I don’t know if it was just explained to him at age 17 that everyone who came to West point got that treatment or if his mind just conflated it over time into a “full scholarship” that he specifically got offered, but it seems like a pretty honest mistake, and an easy one for the memory to make over the course of four decades. Clearly, at the time he re-told it to whoever wrote his book, he didn’t actually remember that everyone who goes to West Point goes there for free, or he would never have allowed the claim to be in his book, since it obviously disproves his point. In other words, on its face this was a case of “forgetting” not “fabricating.”

However, at no point did the campaign or Carson ever claim that he was actually accepted into West Point, which is what Politico claims the campaign admitted to fabricating.

Not surprisingly, the Carson campaign is flat out challenging the assertion that they ever conceded to fabricating anything to Politico (and given the fact that they never said the thing in question, it is doubtless true that they never fabricated it).
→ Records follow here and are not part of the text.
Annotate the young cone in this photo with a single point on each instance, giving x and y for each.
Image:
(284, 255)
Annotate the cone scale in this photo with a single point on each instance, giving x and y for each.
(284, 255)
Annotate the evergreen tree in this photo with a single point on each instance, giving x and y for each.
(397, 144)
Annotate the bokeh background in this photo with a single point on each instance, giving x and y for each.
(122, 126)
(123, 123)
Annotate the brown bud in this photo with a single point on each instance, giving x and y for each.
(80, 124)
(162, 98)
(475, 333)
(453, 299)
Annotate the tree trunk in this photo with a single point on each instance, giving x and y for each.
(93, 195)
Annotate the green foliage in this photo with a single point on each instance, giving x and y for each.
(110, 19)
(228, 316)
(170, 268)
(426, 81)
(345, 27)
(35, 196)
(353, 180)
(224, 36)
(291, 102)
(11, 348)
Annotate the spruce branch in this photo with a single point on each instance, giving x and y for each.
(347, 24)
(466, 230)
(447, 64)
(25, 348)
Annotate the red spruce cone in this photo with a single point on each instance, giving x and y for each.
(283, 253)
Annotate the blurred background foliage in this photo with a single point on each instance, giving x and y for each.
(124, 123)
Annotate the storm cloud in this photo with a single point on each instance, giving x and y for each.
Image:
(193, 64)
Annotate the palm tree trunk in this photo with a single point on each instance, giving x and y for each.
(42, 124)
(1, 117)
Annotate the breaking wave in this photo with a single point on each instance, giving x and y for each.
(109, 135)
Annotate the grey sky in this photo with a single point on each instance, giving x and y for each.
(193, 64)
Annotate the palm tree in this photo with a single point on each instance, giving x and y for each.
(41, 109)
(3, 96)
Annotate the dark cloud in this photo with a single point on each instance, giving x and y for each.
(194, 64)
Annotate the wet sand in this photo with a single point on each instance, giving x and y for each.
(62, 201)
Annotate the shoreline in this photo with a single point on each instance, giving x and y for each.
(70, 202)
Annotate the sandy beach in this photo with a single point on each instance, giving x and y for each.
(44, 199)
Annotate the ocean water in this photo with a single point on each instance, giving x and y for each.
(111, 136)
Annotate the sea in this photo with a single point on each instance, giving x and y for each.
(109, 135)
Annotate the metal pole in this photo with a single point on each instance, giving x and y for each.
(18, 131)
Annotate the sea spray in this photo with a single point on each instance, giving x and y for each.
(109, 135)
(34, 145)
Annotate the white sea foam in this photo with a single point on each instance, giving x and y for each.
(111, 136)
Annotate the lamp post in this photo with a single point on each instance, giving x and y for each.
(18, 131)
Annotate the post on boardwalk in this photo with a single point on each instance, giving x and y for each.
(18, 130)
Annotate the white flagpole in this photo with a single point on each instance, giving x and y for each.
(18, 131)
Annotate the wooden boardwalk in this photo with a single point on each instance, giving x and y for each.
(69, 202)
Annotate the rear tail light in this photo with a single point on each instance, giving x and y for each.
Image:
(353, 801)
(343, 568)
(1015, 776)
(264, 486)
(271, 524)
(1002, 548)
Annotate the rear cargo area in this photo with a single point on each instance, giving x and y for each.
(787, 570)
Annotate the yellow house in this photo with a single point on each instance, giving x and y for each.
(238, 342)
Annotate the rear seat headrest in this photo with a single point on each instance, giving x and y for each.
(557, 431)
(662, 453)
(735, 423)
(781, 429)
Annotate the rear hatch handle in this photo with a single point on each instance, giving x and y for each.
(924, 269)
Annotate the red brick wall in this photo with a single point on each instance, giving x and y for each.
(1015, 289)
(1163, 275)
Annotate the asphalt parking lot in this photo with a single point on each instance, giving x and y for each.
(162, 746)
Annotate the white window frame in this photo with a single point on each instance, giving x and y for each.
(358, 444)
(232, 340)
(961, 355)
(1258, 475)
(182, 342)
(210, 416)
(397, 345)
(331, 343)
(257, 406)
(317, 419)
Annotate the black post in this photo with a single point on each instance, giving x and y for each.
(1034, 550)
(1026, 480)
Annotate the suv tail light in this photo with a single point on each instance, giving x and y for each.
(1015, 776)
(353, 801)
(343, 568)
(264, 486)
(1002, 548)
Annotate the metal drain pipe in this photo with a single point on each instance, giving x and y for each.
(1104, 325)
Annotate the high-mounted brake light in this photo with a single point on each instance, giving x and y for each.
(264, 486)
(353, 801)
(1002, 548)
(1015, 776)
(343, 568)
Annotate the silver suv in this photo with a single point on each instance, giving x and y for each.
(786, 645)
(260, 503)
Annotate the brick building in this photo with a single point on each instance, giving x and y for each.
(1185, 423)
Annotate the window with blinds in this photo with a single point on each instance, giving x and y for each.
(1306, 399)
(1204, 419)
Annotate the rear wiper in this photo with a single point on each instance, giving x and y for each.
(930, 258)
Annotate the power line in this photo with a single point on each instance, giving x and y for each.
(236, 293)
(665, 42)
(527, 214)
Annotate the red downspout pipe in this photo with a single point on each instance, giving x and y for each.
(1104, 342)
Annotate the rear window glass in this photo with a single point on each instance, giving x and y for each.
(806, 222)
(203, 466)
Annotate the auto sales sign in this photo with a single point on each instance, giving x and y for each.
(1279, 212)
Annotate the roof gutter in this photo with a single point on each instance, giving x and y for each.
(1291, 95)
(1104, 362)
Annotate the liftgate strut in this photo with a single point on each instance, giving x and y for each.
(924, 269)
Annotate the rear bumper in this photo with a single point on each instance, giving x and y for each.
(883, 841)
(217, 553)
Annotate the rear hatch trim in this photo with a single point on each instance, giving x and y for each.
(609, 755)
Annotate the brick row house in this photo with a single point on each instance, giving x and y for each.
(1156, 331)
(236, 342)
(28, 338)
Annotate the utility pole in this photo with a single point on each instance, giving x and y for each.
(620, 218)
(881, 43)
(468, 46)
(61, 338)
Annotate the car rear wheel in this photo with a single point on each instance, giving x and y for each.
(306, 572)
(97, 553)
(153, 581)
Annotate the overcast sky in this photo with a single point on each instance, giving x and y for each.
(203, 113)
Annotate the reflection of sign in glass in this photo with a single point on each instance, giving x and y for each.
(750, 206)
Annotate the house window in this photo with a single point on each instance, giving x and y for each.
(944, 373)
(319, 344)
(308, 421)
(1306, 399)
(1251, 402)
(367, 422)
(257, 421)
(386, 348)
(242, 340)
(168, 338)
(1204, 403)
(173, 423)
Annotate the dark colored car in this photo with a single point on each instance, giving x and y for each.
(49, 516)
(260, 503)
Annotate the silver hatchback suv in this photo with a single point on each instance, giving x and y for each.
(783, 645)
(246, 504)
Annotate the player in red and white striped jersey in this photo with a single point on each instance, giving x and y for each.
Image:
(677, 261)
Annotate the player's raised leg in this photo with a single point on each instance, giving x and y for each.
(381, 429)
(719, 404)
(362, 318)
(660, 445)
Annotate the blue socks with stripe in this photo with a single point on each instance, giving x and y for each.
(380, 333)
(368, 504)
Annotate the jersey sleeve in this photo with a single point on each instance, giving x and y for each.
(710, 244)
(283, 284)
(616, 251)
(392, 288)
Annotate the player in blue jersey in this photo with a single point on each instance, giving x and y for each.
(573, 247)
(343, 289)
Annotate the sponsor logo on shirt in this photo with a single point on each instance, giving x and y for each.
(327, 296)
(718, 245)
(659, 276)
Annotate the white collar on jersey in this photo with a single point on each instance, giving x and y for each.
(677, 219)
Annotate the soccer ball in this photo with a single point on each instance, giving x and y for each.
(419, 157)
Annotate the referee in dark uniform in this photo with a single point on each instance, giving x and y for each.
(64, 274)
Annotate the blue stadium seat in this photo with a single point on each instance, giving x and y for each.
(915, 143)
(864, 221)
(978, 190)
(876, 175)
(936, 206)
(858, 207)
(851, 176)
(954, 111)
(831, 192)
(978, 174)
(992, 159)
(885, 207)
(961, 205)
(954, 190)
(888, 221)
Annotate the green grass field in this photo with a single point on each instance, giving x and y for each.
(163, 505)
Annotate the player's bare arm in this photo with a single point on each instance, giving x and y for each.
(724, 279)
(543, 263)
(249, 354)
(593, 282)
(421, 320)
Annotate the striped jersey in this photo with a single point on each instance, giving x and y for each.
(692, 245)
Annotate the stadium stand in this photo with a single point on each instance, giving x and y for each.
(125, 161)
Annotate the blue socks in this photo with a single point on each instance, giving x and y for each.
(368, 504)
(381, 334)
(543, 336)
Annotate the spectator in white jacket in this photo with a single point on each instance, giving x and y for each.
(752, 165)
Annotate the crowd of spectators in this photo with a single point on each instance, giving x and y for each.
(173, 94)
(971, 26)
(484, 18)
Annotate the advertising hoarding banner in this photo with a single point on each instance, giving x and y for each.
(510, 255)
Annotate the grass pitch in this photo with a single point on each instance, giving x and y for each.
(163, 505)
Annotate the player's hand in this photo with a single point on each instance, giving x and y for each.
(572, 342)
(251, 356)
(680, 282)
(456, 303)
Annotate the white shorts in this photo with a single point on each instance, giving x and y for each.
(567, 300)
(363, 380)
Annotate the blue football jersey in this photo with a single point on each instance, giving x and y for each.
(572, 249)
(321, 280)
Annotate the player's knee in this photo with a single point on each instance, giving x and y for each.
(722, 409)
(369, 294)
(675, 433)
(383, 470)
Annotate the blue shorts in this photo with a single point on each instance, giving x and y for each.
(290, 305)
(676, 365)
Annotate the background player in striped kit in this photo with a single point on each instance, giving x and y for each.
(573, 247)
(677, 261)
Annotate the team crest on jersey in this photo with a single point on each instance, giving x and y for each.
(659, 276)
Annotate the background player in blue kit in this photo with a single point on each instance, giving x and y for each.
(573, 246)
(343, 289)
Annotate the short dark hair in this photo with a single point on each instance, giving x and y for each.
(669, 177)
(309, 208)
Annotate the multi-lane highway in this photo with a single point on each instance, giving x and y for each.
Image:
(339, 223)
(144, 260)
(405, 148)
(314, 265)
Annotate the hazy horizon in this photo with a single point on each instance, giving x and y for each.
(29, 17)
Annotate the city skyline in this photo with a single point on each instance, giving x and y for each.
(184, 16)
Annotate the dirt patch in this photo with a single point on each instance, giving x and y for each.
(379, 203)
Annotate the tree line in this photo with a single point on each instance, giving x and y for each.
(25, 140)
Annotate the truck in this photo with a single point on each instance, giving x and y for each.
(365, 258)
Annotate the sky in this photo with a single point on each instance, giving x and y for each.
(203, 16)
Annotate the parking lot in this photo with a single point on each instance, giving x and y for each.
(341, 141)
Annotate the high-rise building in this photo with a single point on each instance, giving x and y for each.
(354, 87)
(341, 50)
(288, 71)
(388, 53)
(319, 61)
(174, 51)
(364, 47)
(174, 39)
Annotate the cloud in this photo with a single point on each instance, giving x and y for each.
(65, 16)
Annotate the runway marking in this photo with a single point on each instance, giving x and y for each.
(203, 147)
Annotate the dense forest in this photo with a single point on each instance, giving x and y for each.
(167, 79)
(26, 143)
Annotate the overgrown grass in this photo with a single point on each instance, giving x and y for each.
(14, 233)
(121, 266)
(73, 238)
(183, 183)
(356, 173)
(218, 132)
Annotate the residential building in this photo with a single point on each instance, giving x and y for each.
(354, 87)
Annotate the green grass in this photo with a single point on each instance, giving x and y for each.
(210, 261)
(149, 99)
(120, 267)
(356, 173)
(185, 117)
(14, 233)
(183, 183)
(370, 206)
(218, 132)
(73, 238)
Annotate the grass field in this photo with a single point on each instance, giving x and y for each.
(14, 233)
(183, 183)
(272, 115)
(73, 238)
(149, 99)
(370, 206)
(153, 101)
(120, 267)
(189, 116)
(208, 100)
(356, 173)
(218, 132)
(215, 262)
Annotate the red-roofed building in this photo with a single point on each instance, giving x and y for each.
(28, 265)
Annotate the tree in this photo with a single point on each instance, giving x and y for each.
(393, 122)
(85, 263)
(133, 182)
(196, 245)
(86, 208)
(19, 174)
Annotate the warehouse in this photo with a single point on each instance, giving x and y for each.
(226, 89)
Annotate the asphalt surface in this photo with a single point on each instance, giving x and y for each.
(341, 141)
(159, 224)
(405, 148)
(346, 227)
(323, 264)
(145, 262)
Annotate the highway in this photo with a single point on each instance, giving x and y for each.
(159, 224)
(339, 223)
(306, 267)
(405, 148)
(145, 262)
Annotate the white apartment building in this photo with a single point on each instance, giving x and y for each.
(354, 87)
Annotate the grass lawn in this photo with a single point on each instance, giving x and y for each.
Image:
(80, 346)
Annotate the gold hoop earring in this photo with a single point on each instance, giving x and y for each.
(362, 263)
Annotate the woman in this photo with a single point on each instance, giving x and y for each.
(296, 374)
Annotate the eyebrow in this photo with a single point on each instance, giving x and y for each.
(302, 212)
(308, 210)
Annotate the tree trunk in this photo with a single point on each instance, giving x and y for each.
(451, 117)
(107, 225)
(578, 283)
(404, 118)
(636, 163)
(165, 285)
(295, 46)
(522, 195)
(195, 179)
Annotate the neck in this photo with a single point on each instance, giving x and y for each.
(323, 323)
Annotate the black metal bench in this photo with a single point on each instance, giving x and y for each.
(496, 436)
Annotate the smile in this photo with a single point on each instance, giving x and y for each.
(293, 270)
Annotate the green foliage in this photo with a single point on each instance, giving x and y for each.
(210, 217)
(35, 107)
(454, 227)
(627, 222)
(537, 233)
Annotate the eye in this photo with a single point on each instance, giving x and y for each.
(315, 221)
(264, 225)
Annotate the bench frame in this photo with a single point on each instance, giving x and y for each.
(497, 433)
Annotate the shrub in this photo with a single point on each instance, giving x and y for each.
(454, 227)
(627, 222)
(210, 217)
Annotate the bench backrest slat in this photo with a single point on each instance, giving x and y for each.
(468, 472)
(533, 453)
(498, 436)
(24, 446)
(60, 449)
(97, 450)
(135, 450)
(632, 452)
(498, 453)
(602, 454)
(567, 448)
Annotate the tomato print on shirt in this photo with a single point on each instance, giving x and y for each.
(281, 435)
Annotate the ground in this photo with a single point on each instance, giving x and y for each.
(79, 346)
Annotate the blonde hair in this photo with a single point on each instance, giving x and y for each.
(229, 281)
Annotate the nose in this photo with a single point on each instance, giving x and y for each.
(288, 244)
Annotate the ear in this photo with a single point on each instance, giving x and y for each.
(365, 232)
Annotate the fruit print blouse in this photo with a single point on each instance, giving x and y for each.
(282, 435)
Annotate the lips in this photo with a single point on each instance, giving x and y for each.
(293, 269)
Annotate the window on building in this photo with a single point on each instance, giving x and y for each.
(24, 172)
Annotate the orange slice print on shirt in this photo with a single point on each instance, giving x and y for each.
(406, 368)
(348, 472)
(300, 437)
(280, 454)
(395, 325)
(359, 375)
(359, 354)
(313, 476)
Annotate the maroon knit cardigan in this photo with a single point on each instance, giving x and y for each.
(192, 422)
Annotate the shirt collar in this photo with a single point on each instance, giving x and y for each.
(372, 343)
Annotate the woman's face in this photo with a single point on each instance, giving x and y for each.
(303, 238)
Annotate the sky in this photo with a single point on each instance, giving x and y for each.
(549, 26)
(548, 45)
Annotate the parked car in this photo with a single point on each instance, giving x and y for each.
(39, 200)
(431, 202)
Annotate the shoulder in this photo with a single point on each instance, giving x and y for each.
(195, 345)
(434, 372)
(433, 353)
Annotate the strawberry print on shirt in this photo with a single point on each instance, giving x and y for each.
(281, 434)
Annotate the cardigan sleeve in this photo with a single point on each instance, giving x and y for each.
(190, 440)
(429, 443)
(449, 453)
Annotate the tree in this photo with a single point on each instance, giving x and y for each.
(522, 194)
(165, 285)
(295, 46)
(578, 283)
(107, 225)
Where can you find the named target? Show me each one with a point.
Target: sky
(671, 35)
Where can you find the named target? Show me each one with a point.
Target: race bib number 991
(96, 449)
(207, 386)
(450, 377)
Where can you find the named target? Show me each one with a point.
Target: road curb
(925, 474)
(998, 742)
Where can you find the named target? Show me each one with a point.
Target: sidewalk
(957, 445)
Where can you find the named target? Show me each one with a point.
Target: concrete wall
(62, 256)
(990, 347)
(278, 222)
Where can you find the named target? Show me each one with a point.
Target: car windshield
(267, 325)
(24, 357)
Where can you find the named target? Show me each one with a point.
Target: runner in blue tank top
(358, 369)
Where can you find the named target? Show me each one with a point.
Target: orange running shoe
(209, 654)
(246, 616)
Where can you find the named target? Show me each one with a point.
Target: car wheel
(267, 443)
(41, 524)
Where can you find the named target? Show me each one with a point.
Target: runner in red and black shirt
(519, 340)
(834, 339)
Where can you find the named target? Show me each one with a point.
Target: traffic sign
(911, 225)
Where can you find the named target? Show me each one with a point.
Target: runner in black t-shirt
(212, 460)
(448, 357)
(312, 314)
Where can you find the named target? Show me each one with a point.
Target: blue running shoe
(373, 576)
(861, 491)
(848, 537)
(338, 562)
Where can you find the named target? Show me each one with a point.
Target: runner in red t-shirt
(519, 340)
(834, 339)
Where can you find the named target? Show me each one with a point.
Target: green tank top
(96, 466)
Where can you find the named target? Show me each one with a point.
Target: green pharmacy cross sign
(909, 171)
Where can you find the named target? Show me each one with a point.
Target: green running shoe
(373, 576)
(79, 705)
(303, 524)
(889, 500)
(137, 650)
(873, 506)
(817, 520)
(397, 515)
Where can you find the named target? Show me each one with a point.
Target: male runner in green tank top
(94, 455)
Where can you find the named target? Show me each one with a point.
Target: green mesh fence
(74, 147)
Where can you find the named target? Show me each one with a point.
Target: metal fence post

Many people will give the benefit of the doubt to the media over that of a campaign in a situation like this, but given the facts that we have now, Politico is simply not entitled to that benefit.

It may yet be revealed that Carson stretched the truth about this or other stories – about stabbing or almost stabbing a friend, about whether he met Westmoreland or under what circumstances – I do not know. But what I do know is that what Politico has reported thus far is a blatant lie, and has actually done a pretty good job of inoculating Carson against further allegations of this sort via their sloppy reporting.